If the finally block throws another exception, processing of the current exception is terminated.

Python 2 does the same, but Python 3 in PEP 3134 changes that:

The proposed semantics are as follows:
1. Each thread has an exception context initially set to None.
2. Whenever an exception is raised, if the exception instance does not already have a __context__ attribute, the interpreter sets it equal to the thread's exception context.
3. Immediately after an exception is raised, the thread's exception context is set to the exception.
4. Whenever the interpreter exits an except block by reaching the end or executing a return, yield, continue, or break statement, the thread's exception context is set to None.

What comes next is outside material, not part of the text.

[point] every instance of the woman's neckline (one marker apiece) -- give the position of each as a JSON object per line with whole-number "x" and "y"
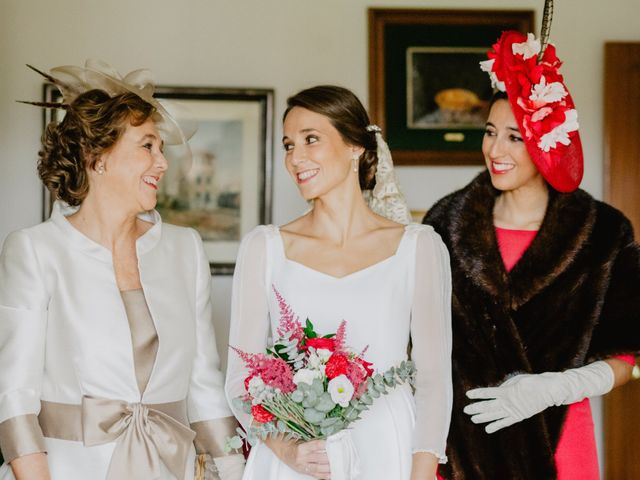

It’s worth noting that some languages provide a field in the exception class which is supposed to store the previous one but if it’s not set automatically by the platform then the original problem still exists. What’s more, if that field is read only then it’s hard to fix the issue in place.

This is important when handling resources. Some languages provide a construct try with resources, for instance Java:

try (BufferedReader br = new BufferedReader(new FileReader(path))) {
	return br.readLine();
}

If it was implemented like this:

BufferedReader br = new BufferedReader(new FileReader(path));
try {
	return br.readLine();
} finally {
	if (br != null) br.close();
}

then exception thrown in finally block would erase the previous one. This is for instance how it’s implemented in C#. Java does it right, though.